His old, withered, bald head scrunched up in a scowl more ugly than-well, I had never seen anything more ugly.
“I have been on this vessel,” he pointed out, “for two hundred years.”
“It’s my vessel now,” I reminded him, courteously.
“I’m aware of that.” The scowl became a sneer; hardly an improvement.
“We should be friends,” I told the old Trader generously.
“I have, as a point of policy,” said Morval, “no friends. My friends all abandoned me when I was banished by the Chief Artificer.”
“I always admire an Olaran,” I said, “who can harbour a grudge the way a father raises a child; with love, care, and the passage of decades.”
“Ah, Master-of-the-Ship your wit is so… entirely adequate,” said Morval, bitterly.
“Let me make a wild surmise; you were passed over for promotion?”
“I was.”
“Because of your sullen attitude and melancholic disposition,” I suggested.
“And my abundant lack of youth and beauty.”
“Then clearly,” I suggested, “I am better qualified; for young I am, barely forty years, and many consider me beautiful. But you shouldn’t in any way feel-”
“This is a godsforsaken Explorer ship! We don’t need a pretty boy Master! We need someone who knows what in fuck’s name he’s doing!”
“And you would be that someone, I take it?”
“I would be, and I am.” And Morval stared at me with his dark haunting deep-set eyes. “The previous Master-of-the-Ship,” he pointed out, “died of shock when his simulacrum was eaten alive by sentient slugs, after he and I had spent two years trapped in an alien forest.”
“I’m used to danger.”
“You have no idea,” Morval told me, with evident glee, “what danger really is.”

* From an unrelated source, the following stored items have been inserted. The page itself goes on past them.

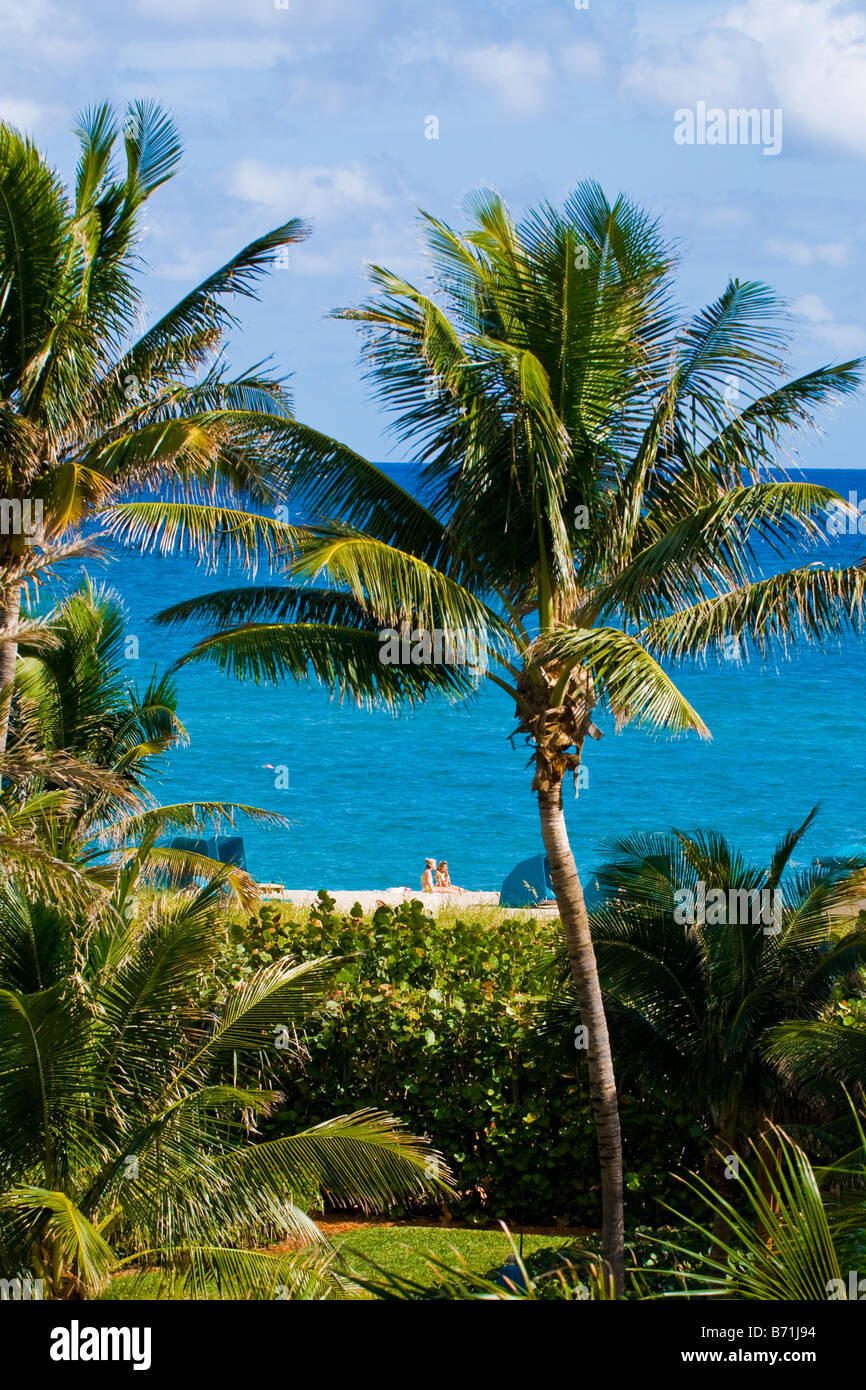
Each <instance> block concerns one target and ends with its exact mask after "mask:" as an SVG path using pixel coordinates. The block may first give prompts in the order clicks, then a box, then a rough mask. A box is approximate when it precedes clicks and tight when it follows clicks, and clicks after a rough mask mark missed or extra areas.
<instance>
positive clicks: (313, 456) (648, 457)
mask: <svg viewBox="0 0 866 1390" xmlns="http://www.w3.org/2000/svg"><path fill="white" fill-rule="evenodd" d="M468 211H470V215H471V218H473V221H471V227H470V229H468V231H467V232H466V234H464V235H459V234H457V232H456V231H453V229H452V228H449V227H448V225H445V224H443V222H441V221H436V220H435V218H432V217H425V224H424V225H425V229H427V239H428V250H430V256H431V260H432V271H434V277H432V278H434V282H432V286H431V289H430V292H427V291H425V289H418V288H416V286H413V285H411V284H409V282H407V281H405V279H402V278H400V277H399V275H395V274H392V272H391V271H388V270H384V268H381V267H373V268H371V271H370V277H371V281H373V286H374V293H373V296H371V297H370V300H368V302H367V303H364V304H363V306H361V307H360V309H353V310H345V311H343V317H346V318H349V320H353V321H356V322H359V324H361V329H363V360H364V363H366V368H367V371H368V375H370V377H371V379H373V382H374V385H375V391H377V393H378V398H379V400H381V402H382V403H384V406H385V407H386V409H388V410H391V411H392V414H393V428H395V431H396V436H398V439H399V441H400V445H402V446H403V449H406V450H407V453H409V456H410V457H413V459H414V460H417V461H418V464H420V466H421V488H423V491H421V496H420V498H416V496H413V495H410V493H409V492H407V491H406V489H402V488H400V486H398V484H395V482H393V481H391V480H389V478H388V477H385V475H384V474H382V473H381V470H378V468H375V467H373V466H371V464H370V463H368V461H366V460H363V459H360V457H357V455H353V453H352V452H350V450H348V449H339V448H336V446H335V448H332V449H331V450H329V452H322V449H321V448H318V446H317V445H316V443H314V442H313V441H299V448H297V449H296V452H295V453H293V456H292V459H291V460H289V461H288V464H286V468H285V481H286V485H288V486H289V489H293V491H295V493H296V495H297V496H299V498H302V499H303V505H304V507H306V514H309V516H313V517H317V518H318V521H317V524H311V525H310V527H309V528H307V532H306V535H299V534H295V535H293V537H292V542H293V545H295V555H293V557H292V560H291V564H289V567H288V569H289V575H288V577H289V578H291V580H292V581H293V582H292V584H289V585H281V584H271V585H264V587H257V588H256V587H253V588H247V587H242V588H235V589H228V591H222V592H217V594H214V595H210V596H204V598H200V599H193V600H189V602H186V603H181V605H177V606H175V607H174V609H171V610H168V612H167V613H165V614H164V620H165V621H186V620H189V619H193V617H195V619H200V620H204V621H209V623H214V624H215V626H217V628H218V630H217V631H215V632H214V634H213V635H210V637H207V638H206V639H204V641H202V642H200V644H199V645H197V646H196V648H195V651H193V652H192V653H190V655H189V657H188V659H195V660H210V662H215V663H217V664H220V666H221V667H224V669H225V670H229V671H232V673H234V674H236V676H240V677H253V678H264V680H279V678H282V677H296V678H304V677H307V676H309V674H310V673H313V674H314V676H316V677H317V678H320V680H322V681H327V682H328V684H331V685H334V687H336V688H339V689H341V691H346V692H353V694H354V695H356V696H359V698H361V699H367V701H377V699H378V701H382V702H385V703H391V702H395V701H399V699H411V698H416V696H418V698H420V696H423V695H425V694H430V692H431V691H435V689H443V691H448V692H449V694H452V695H453V696H460V695H464V694H467V692H468V691H471V689H473V688H475V687H477V684H478V681H480V680H482V678H484V680H491V681H493V682H495V684H496V685H498V687H499V688H502V689H503V691H506V692H507V695H509V696H510V698H512V701H513V702H514V708H516V712H517V727H518V731H520V733H521V734H524V735H525V738H527V739H528V742H530V744H531V746H532V763H534V777H532V790H534V791H535V794H537V796H538V805H539V812H541V828H542V837H544V844H545V848H546V851H548V856H549V860H550V870H552V877H553V884H555V890H556V899H557V903H559V909H560V915H562V920H563V926H564V930H566V934H567V941H569V956H570V960H571V970H573V979H574V988H575V992H577V998H578V1002H580V1009H581V1016H582V1019H584V1023H585V1024H587V1027H588V1037H589V1049H588V1062H589V1076H591V1097H592V1109H594V1116H595V1123H596V1131H598V1147H599V1156H601V1168H602V1195H603V1227H605V1236H603V1250H605V1258H606V1259H607V1262H609V1268H610V1270H612V1272H613V1277H614V1280H616V1283H617V1284H619V1286H621V1279H623V1204H621V1193H623V1173H621V1147H620V1122H619V1109H617V1093H616V1081H614V1073H613V1065H612V1059H610V1047H609V1040H607V1027H606V1022H605V1011H603V1004H602V992H601V987H599V980H598V970H596V965H595V958H594V951H592V940H591V933H589V919H588V913H587V908H585V903H584V895H582V890H581V883H580V878H578V874H577V869H575V865H574V858H573V855H571V849H570V845H569V838H567V833H566V820H564V813H563V778H564V777H566V774H567V773H573V774H574V777H575V783H577V785H580V781H578V774H580V765H581V758H582V752H584V744H585V741H587V738H588V737H589V738H592V737H599V730H598V728H596V727H595V724H594V710H595V708H596V705H598V703H601V705H602V706H606V709H607V710H609V712H610V713H612V714H613V717H614V720H616V721H617V724H624V723H628V721H632V720H634V721H638V723H644V724H648V726H655V727H656V728H662V730H664V731H669V733H671V734H681V733H689V731H694V733H696V734H698V735H701V737H708V734H709V730H708V728H706V726H705V723H703V720H702V719H701V716H699V713H698V712H696V710H694V709H692V708H691V705H689V703H688V701H687V699H685V698H684V696H683V695H681V692H680V691H678V689H677V687H676V684H674V682H673V680H671V678H670V676H669V674H667V671H666V670H663V667H662V666H660V664H659V660H660V659H669V660H673V659H677V657H683V656H699V655H705V653H708V652H710V653H721V652H728V651H730V645H731V644H740V651H745V652H748V649H749V648H756V649H758V651H766V649H767V648H770V646H774V645H784V644H794V642H796V641H798V639H801V638H806V639H820V638H822V637H824V635H827V634H837V632H838V631H840V630H842V628H844V627H845V626H847V624H848V623H859V620H860V616H862V603H863V592H865V588H863V573H862V571H859V570H855V569H842V570H835V569H826V567H820V566H817V567H816V566H815V564H813V563H806V560H805V559H803V563H802V564H801V566H799V567H796V569H794V570H788V571H785V573H783V574H774V575H769V574H763V573H762V570H760V563H759V555H760V545H762V543H765V545H769V546H770V548H776V550H785V552H787V550H788V549H790V548H791V546H794V545H796V543H798V542H799V543H803V545H806V543H809V542H813V541H815V539H816V538H817V537H819V535H820V534H822V512H823V509H824V507H826V505H827V502H828V500H830V498H831V496H834V495H833V493H831V492H830V491H828V489H827V488H820V486H812V485H808V484H803V482H792V481H787V480H783V481H778V480H777V478H774V477H771V475H769V474H767V470H769V467H770V466H771V464H774V463H776V461H777V455H778V450H780V448H781V446H783V442H784V436H785V434H787V431H790V430H796V428H798V427H802V425H806V424H808V423H810V421H812V418H813V413H815V410H816V407H819V406H822V404H824V403H827V402H833V400H837V399H840V398H844V396H847V395H849V393H851V392H853V391H855V388H856V385H858V382H859V375H860V366H859V363H853V361H851V363H845V364H841V366H827V367H820V368H817V370H816V371H812V373H809V374H808V375H803V377H799V378H796V379H794V381H790V379H787V378H785V374H784V361H783V346H784V328H783V325H781V324H780V320H778V313H777V311H778V304H777V302H776V299H774V296H773V295H771V292H770V291H769V289H767V288H766V286H763V285H758V284H751V282H738V281H731V282H730V284H728V285H727V286H726V289H724V291H723V293H721V296H720V297H719V299H717V300H716V302H714V303H712V304H710V306H709V307H706V309H703V310H701V311H699V313H698V314H696V316H695V317H694V318H691V320H688V321H685V322H681V321H680V320H678V318H677V316H676V313H674V310H673V307H671V302H673V270H674V263H673V254H671V250H670V247H669V246H666V245H664V242H663V239H662V236H660V234H659V231H657V227H656V225H655V224H653V222H651V221H649V218H648V217H646V215H645V214H644V213H642V211H641V210H639V208H638V207H635V206H634V204H632V203H630V202H627V200H626V199H623V197H620V199H617V202H616V203H614V204H610V203H609V202H607V200H606V197H605V195H603V193H602V190H601V189H599V188H598V186H596V185H594V183H585V185H581V186H580V188H578V189H577V192H575V193H574V195H573V196H571V197H570V199H569V200H567V203H566V204H564V207H563V208H562V210H560V211H559V210H555V208H552V207H549V206H542V207H538V208H535V210H532V211H531V213H530V214H528V215H527V217H525V220H524V221H523V222H521V224H520V225H518V227H517V225H516V224H514V221H513V220H512V215H510V214H509V211H507V208H506V206H505V204H503V203H502V200H500V199H499V197H498V196H496V195H495V193H491V192H481V193H478V195H475V196H474V197H473V199H471V202H470V208H468ZM765 480H766V481H765ZM128 506H129V510H128V512H125V513H124V516H122V517H121V518H120V528H121V530H122V531H125V534H129V535H135V537H136V538H139V539H140V538H143V537H146V534H147V525H149V521H147V517H146V514H143V513H138V512H136V505H135V503H129V505H128ZM322 518H324V520H322ZM332 518H336V520H332ZM320 574H325V575H327V578H328V581H329V584H327V585H325V587H317V584H316V582H314V580H316V577H317V575H320ZM403 623H406V624H407V632H409V634H411V632H416V634H420V632H423V631H424V630H425V631H427V632H431V631H434V632H435V631H439V632H445V634H448V635H449V639H450V638H455V634H461V635H463V638H464V648H466V649H467V651H470V652H473V651H474V652H475V655H478V648H481V659H477V660H475V662H474V663H473V662H471V660H468V662H466V663H464V664H460V663H459V662H457V663H456V664H453V666H449V664H428V662H430V656H425V644H424V642H423V639H421V638H418V642H417V648H416V644H414V642H410V644H407V645H409V648H410V657H411V656H413V655H414V656H416V662H414V663H413V662H411V660H410V663H407V664H406V663H405V656H403V655H402V657H400V660H402V664H391V663H389V662H384V660H382V656H384V653H385V648H384V644H382V639H381V637H382V630H396V628H399V627H400V626H402V624H403ZM388 641H389V642H391V641H392V638H391V637H388Z"/></svg>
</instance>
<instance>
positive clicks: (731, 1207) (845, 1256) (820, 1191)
mask: <svg viewBox="0 0 866 1390" xmlns="http://www.w3.org/2000/svg"><path fill="white" fill-rule="evenodd" d="M855 1123H856V1126H858V1136H859V1141H858V1148H856V1151H855V1152H853V1154H852V1155H849V1156H847V1158H845V1159H844V1161H842V1162H841V1163H838V1165H834V1166H833V1168H824V1169H819V1168H815V1166H813V1163H812V1162H810V1161H809V1158H808V1155H806V1154H805V1152H803V1150H802V1148H801V1147H799V1144H796V1143H794V1140H792V1138H791V1137H790V1136H788V1134H785V1131H784V1130H781V1129H778V1127H776V1126H773V1129H771V1131H769V1133H767V1134H766V1137H765V1141H763V1143H760V1144H755V1143H752V1144H751V1145H749V1148H751V1152H749V1156H748V1159H745V1161H744V1162H741V1165H740V1181H738V1183H737V1188H738V1191H740V1193H741V1194H742V1197H744V1201H742V1202H741V1204H740V1205H737V1204H734V1202H733V1201H731V1200H728V1198H727V1197H724V1195H721V1194H720V1193H717V1191H716V1190H714V1188H713V1186H712V1184H710V1183H708V1181H706V1180H705V1179H702V1177H698V1176H694V1177H692V1179H685V1180H684V1181H685V1186H687V1187H688V1188H689V1190H691V1191H692V1193H694V1194H695V1195H696V1197H698V1198H699V1200H701V1201H702V1202H703V1204H705V1205H706V1208H708V1211H709V1213H710V1219H712V1222H713V1237H714V1238H713V1250H712V1251H710V1254H709V1255H708V1254H706V1251H705V1250H698V1251H691V1250H687V1248H684V1247H683V1245H678V1244H669V1243H667V1241H666V1243H664V1244H667V1247H669V1248H670V1250H674V1251H677V1252H678V1254H681V1255H687V1257H688V1258H689V1261H691V1264H692V1266H696V1268H695V1269H694V1272H692V1273H691V1275H688V1276H687V1277H684V1280H683V1283H684V1287H683V1290H681V1291H677V1293H670V1294H663V1295H662V1297H667V1298H683V1297H685V1298H688V1297H694V1295H695V1294H710V1295H713V1294H714V1295H717V1297H721V1298H749V1300H759V1301H776V1300H783V1301H785V1300H792V1301H796V1302H799V1301H813V1302H827V1301H834V1302H835V1301H841V1300H848V1298H862V1297H863V1293H862V1290H863V1289H865V1287H866V1284H865V1283H863V1282H862V1280H858V1276H856V1275H855V1276H853V1279H852V1276H851V1270H852V1269H856V1268H858V1264H859V1257H860V1255H862V1248H863V1247H862V1234H863V1216H865V1212H863V1179H865V1177H866V1136H865V1134H863V1127H862V1123H860V1119H859V1116H858V1115H856V1112H855ZM830 1183H833V1184H834V1186H837V1187H838V1184H842V1188H844V1191H842V1193H841V1195H838V1194H837V1195H835V1197H834V1195H830V1194H828V1193H827V1187H828V1186H830ZM676 1215H677V1216H678V1218H680V1220H683V1222H684V1223H685V1226H688V1227H691V1229H692V1230H694V1232H696V1233H698V1234H699V1236H702V1237H703V1238H705V1240H706V1237H709V1236H710V1232H709V1230H708V1227H706V1225H705V1223H703V1222H702V1220H701V1218H695V1216H694V1215H685V1213H681V1212H676ZM720 1230H721V1232H723V1236H721V1243H720V1244H719V1232H720ZM659 1272H660V1273H664V1270H659Z"/></svg>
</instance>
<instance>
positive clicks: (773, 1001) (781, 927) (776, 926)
mask: <svg viewBox="0 0 866 1390" xmlns="http://www.w3.org/2000/svg"><path fill="white" fill-rule="evenodd" d="M815 815H816V812H815V810H813V812H812V813H810V815H809V816H808V817H806V820H805V821H803V824H802V826H799V827H798V828H796V830H794V831H791V833H788V834H787V835H785V837H784V838H783V840H781V842H780V844H778V847H777V848H776V851H774V853H773V856H771V859H770V862H769V863H766V865H755V863H749V862H748V859H746V858H745V856H744V855H742V853H741V852H740V851H737V849H735V848H734V847H733V845H730V844H728V842H727V841H726V840H724V838H723V837H721V835H719V834H714V833H701V831H699V833H694V834H685V833H683V831H670V833H667V834H637V835H630V837H624V838H621V840H617V841H616V842H614V845H613V858H612V860H610V863H607V865H605V866H603V867H602V869H601V870H599V874H598V883H599V888H601V890H602V891H603V892H605V897H606V902H605V903H602V905H599V906H598V908H596V909H595V910H594V913H592V940H594V944H595V956H596V960H598V969H599V976H601V981H602V988H603V991H605V1002H606V1009H607V1019H609V1023H610V1031H612V1038H613V1047H614V1055H616V1058H617V1063H619V1066H620V1068H621V1069H623V1072H624V1073H628V1074H631V1076H638V1074H639V1077H641V1086H642V1087H644V1090H645V1091H646V1093H648V1094H651V1095H656V1097H657V1098H659V1099H664V1101H670V1099H673V1101H674V1102H676V1104H677V1106H678V1108H680V1109H683V1111H684V1112H685V1113H688V1115H691V1116H694V1118H695V1119H696V1120H698V1122H699V1123H701V1125H703V1126H705V1130H706V1134H708V1138H709V1140H710V1154H709V1159H708V1176H709V1177H710V1179H712V1180H713V1181H714V1183H716V1186H717V1187H719V1190H720V1191H723V1193H724V1191H728V1193H730V1190H731V1184H730V1181H728V1180H727V1179H728V1177H730V1168H728V1169H727V1172H726V1165H724V1162H721V1159H720V1158H719V1155H723V1156H724V1158H726V1159H727V1161H728V1163H730V1159H731V1158H734V1156H735V1158H737V1159H741V1158H745V1156H746V1154H748V1145H749V1141H751V1140H758V1138H760V1136H762V1134H763V1133H765V1131H766V1130H767V1129H769V1127H770V1126H771V1125H774V1123H777V1125H785V1126H794V1125H808V1123H815V1122H817V1120H820V1119H823V1118H826V1115H823V1113H822V1106H820V1104H819V1102H820V1101H833V1099H835V1108H837V1111H838V1102H840V1099H841V1098H842V1090H841V1087H840V1084H838V1080H837V1084H835V1095H834V1097H831V1095H830V1088H828V1087H824V1090H823V1094H820V1093H819V1091H817V1090H816V1087H815V1084H809V1083H812V1081H813V1077H812V1076H810V1074H808V1072H806V1068H805V1066H803V1063H802V1054H803V1052H806V1054H808V1045H809V1040H812V1051H813V1054H816V1052H820V1055H822V1059H823V1061H824V1062H826V1063H827V1065H828V1063H830V1056H831V1055H833V1054H831V1049H830V1048H828V1038H830V1037H835V1038H837V1042H838V1040H840V1034H841V1036H842V1037H844V1041H847V1034H849V1033H852V1031H853V1030H847V1029H841V1027H840V1029H838V1030H835V1029H834V1024H833V1022H831V1016H830V1015H831V1011H830V1005H831V1002H833V998H834V992H835V990H837V988H838V987H840V986H845V988H847V990H848V991H849V992H851V994H852V995H856V994H860V995H862V994H863V992H866V977H865V976H863V966H866V929H863V926H860V924H858V915H856V906H858V902H859V899H862V898H863V892H865V885H866V869H863V865H862V862H860V860H851V862H849V863H844V862H835V863H833V865H820V863H817V865H813V866H812V867H809V869H803V870H799V872H794V870H792V869H791V856H792V855H794V853H795V851H796V849H798V847H799V844H801V841H802V837H803V835H805V833H806V830H808V827H809V826H810V823H812V820H813V817H815ZM701 894H702V895H703V909H702V910H701V906H699V903H701V901H702V899H701ZM762 895H763V898H762ZM692 903H694V905H695V908H694V910H692ZM762 908H765V909H766V910H762ZM701 919H702V920H701ZM844 1041H842V1045H844ZM860 1042H862V1037H860ZM860 1055H862V1048H860ZM835 1056H837V1072H838V1073H841V1079H844V1080H851V1073H849V1072H847V1070H845V1054H844V1052H842V1051H837V1054H835ZM798 1083H799V1084H798Z"/></svg>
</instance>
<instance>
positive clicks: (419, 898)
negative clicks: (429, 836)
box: [264, 884, 499, 913]
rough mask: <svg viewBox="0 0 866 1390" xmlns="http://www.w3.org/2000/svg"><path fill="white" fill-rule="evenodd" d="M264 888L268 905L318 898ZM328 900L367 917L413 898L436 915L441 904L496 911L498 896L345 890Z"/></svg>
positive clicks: (345, 910)
mask: <svg viewBox="0 0 866 1390" xmlns="http://www.w3.org/2000/svg"><path fill="white" fill-rule="evenodd" d="M264 888H265V892H264V897H265V898H267V899H268V901H271V902H277V901H281V902H291V903H292V906H295V908H309V906H310V903H311V902H316V899H317V898H318V892H317V890H316V888H282V885H277V884H264ZM329 897H331V898H335V899H336V908H335V909H334V910H335V912H341V913H345V912H350V909H352V908H353V906H354V903H356V902H360V905H361V908H363V909H364V912H366V913H370V912H375V909H377V908H378V906H379V903H382V902H386V903H388V906H389V908H398V906H399V905H400V903H402V902H411V899H413V898H418V901H420V902H423V903H424V909H425V912H438V910H439V909H441V908H442V905H443V903H453V905H455V906H459V908H482V906H484V908H495V906H496V905H498V903H499V894H498V892H421V890H420V888H382V890H379V891H378V892H377V891H375V890H370V888H361V890H359V891H356V892H350V891H349V890H348V888H346V890H341V891H335V892H329Z"/></svg>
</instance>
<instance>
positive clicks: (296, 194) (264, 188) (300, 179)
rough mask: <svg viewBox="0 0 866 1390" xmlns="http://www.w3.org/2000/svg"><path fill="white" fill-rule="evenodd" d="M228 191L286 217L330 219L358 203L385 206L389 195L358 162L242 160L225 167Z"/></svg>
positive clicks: (372, 205)
mask: <svg viewBox="0 0 866 1390" xmlns="http://www.w3.org/2000/svg"><path fill="white" fill-rule="evenodd" d="M228 186H229V192H231V193H234V195H235V197H240V199H245V202H247V203H261V204H263V206H265V207H271V208H278V210H279V211H281V214H285V215H289V217H317V218H325V220H334V218H335V217H339V215H345V214H346V213H348V211H353V210H356V208H360V207H367V208H377V207H379V208H381V207H386V206H388V203H389V197H388V195H386V193H384V192H382V189H381V188H379V186H378V185H377V183H375V182H374V181H373V178H371V177H370V174H368V172H367V171H366V170H364V168H363V167H361V165H360V164H345V165H336V167H332V165H325V164H318V165H307V167H306V168H289V167H285V165H275V164H264V163H261V161H260V160H242V161H240V163H239V164H235V165H234V168H232V170H229V183H228Z"/></svg>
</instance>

I stood in the bleak, spartan Command Hub of my new ship, with grey walls all around, no porthole, and four brushed-Kar-goat-leather (I mean the common variety of Kar goat, not the rare beasts with skin like a baby’s arse) seats for the ship’s officers and our Commander. One of these seats was currently occupied by Star-Seeker Albinia, who was linked by a cable which stretched from her shaved head to the ship’s brain; and hence existed dreamily in a world of her own.
“You’re used to better,” sneered Morval.
“My Vassal Ship,” I said politely, “had wooden furniture, shaped and whittled intricately by a Master Carver, and a ship’s wheel made of gold and titanium.”
“Frippery!” said Morval. “Explorer steers the ship, Albinia sees through its eyes; what’s a ship’s wheel supposed to do?”
“It made me feel,” I pointed out, “important.”
Phylas grinned at me as if I’d made a great joke; he was, I realised, a shameless ingrate.
“Any chance of a view?” I asked, and Morval grunted again, with even greater disapproval. But I glared: Pardon me, direct order? And he yielded.
“Albinia,” Morval said, “give us your eyes.” Albinia responded without speaking, and the blank grey wall ahead of me became a panoramic view of the space outside our ship.
“Background music?”
A dark dense thrilling chord pitched at almost subliminally low levels filled the small cabin; that, and the stars, gave the spiritless space at least some sense of atmosphere.
Morval grunted and scowled, clearly caught up in a crescendo of disapproval, but I ignored him.
“My bunk,” I said to Phylas, who stood shyly beside me, “is it considered acceptable on such vessels?”
“It is the largest bunk on the ship.”
“Except for the female quarters.”
Phylas snorted with amusement. “Except, obviously, for the female quarters.”
“What is the Commander like?” I said. “Give me fair warning. Is she firm? Fair? Disciplined?”
“She is fierce.”
“Ah. Fierce.”
“She is a former Admiral in the Olaran Navy; she was discharged for excessive, um, brutality.”
“Against who?”
“Against the Stuxi.”
“The Stuxi,” I pointed out, “tried to destroy our home world; they were flesh-eating savages who murdered millions before we forced them into a truce.”
“Even so, a military tribunal found her too brutal.”
“Ah.”
“I believe also that she considers me an idiot,” Phylas admitted.